Neither severe complications nor surgery-related or chemotherapy-related death were observed among the 107 patients. There were statistical differences in the incidence rate of emaciation, dumping syndrome and retention syndrome between the FJI and PR groups (P < 0.05), but no significant statistical difference in incidence rate of reflux esophagitis (P > 0.05). 28 of 40 (70.0%) patients in the FJI group completed all six cycles of chemotherapy, while 12 (30.0%) patients interrupted the treatment due to chemotherapy-related toxicity. 39 patients in the PR group received chemotherapy, 19 (48.7%) of them completed 6 cycles of chemotherapy but 20 (51.3%) patients interrupted. There was a significant difference in the incidence rate of grade III/IV chemotherapeutic toxicity and completion rate of chemotherapy (P < 0.05).

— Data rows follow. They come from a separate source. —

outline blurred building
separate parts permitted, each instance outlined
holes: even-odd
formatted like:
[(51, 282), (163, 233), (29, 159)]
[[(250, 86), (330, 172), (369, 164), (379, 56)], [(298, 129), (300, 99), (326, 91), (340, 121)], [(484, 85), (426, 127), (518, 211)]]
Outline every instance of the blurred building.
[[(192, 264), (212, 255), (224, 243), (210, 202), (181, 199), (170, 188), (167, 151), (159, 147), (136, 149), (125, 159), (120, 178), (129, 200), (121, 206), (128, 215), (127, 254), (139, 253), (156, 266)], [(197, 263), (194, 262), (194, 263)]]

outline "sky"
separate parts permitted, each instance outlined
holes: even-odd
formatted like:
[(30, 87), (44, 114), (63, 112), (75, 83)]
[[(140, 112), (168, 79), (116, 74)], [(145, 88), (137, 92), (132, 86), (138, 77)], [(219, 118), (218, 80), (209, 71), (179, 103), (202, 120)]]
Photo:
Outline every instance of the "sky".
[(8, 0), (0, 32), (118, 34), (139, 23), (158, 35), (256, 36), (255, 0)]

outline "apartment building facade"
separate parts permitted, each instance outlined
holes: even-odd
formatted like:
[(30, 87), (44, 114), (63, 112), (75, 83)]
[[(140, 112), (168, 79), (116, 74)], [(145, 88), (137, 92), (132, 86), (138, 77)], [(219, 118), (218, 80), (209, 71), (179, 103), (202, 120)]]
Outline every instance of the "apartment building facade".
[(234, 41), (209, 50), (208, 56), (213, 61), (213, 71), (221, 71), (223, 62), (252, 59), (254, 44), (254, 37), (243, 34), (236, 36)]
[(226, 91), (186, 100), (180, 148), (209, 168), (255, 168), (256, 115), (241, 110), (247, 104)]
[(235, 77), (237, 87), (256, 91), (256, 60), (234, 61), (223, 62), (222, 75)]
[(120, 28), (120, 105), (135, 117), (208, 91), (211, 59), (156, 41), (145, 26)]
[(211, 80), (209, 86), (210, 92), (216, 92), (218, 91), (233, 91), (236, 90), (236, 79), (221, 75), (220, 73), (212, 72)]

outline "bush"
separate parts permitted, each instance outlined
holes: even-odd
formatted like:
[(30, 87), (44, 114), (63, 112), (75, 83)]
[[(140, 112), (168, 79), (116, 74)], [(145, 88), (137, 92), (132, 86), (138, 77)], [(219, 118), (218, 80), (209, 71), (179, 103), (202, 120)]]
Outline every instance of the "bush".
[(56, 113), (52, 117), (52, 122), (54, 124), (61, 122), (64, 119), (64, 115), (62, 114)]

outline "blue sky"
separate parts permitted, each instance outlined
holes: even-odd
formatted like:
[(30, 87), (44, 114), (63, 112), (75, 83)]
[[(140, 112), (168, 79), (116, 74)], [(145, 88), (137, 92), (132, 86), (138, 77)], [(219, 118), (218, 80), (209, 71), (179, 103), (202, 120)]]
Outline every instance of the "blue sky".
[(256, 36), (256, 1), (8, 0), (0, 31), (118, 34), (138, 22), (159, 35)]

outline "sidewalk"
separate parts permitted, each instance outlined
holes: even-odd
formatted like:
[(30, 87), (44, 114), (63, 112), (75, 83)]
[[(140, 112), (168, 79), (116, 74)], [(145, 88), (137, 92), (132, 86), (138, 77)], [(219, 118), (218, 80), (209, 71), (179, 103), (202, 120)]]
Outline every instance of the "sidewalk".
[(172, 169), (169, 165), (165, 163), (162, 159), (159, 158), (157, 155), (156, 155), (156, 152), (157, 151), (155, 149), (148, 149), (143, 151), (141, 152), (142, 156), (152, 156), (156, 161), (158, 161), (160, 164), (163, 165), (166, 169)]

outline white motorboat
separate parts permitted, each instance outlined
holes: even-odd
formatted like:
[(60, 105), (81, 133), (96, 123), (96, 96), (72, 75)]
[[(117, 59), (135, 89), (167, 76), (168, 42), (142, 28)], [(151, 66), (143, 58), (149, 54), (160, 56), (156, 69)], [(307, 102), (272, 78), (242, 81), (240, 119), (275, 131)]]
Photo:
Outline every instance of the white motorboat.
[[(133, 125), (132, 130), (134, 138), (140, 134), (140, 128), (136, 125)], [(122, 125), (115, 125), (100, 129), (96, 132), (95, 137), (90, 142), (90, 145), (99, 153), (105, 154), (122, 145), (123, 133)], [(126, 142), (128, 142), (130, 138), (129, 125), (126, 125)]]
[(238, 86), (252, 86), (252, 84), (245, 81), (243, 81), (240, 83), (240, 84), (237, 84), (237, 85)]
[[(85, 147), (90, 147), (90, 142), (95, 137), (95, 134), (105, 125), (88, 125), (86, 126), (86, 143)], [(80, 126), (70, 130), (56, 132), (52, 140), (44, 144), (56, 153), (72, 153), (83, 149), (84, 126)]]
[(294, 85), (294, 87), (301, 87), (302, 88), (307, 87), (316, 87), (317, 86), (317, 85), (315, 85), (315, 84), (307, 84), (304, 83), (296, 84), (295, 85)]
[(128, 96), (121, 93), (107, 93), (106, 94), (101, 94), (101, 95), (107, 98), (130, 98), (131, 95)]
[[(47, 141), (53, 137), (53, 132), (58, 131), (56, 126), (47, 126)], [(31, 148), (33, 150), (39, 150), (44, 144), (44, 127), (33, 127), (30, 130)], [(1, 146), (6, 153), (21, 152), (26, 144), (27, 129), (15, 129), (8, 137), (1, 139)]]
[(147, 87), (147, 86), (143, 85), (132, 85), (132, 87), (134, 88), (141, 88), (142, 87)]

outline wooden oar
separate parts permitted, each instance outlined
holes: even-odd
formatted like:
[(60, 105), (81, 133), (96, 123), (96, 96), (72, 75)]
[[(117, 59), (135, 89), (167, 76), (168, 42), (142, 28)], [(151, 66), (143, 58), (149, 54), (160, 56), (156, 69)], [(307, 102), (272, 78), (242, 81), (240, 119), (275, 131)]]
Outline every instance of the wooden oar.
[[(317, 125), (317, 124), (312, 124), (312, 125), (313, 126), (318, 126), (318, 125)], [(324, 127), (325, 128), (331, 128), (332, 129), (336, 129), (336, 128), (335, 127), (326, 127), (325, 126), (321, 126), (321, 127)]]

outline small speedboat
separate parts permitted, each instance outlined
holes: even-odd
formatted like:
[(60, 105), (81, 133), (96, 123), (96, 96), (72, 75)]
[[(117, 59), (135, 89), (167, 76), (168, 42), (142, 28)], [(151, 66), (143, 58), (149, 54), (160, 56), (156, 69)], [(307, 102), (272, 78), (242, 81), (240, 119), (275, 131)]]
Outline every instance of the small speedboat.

Both functional jejunal interposition and Roux-Y operation are reasonable and safe procedures of digestive tract reconstruction. The incidence rates of emaciation, dumping syndrome and retention syndrome are lower in the patients with FJI, showing a better tolerance to adjuvant chemotherapy than Roux en-Y jejunal p type anastomosis.
评估两种不同类型的消化道重建对胃癌患者全胃切除术后生活质量、营养状况及辅助化疗耐受性的影响。
回顾性分析2005年1月至2008年12月在我科接受治疗的107例患者的临床资料。其中,49例行功能性空肠间置消化道重建(FJI组),58例行全胃切除术后Roux-en-Y空肠P型吻合术(PR组)。107例患者中有79例(73.8%)术后接受XELOX方案辅助化疗。分别评估消化道并发症及化疗耐受性。
107例患者均未观察到严重并发症及手术相关或化疗相关死亡。FJI组与PR组在消瘦、倾倒综合征及潴留综合征发生率方面存在统计学差异(P<0.05),但反流性食管炎发生率无显著统计学差异(P>0.05)。FJI组40例患者中有28例(70.0%)完成了全部6个周期化疗,12例(30.0%)患者因化疗相关毒性中断治疗。PR组39例患者接受化疗,其中19例(48.7%)完成6个周期化疗,20例(51.3%)患者中断治疗。Ⅲ/Ⅳ级化疗毒性发生率及化疗完成率存在显著差异(P<0.05)。
功能性空肠间置术和Roux-Y手术均为合理、安全的消化道重建术式。FJI患者消瘦、倾倒综合征及潴留综合征发生率较低,对辅助化疗的耐受性优于Roux-en-Y空肠P型吻合术。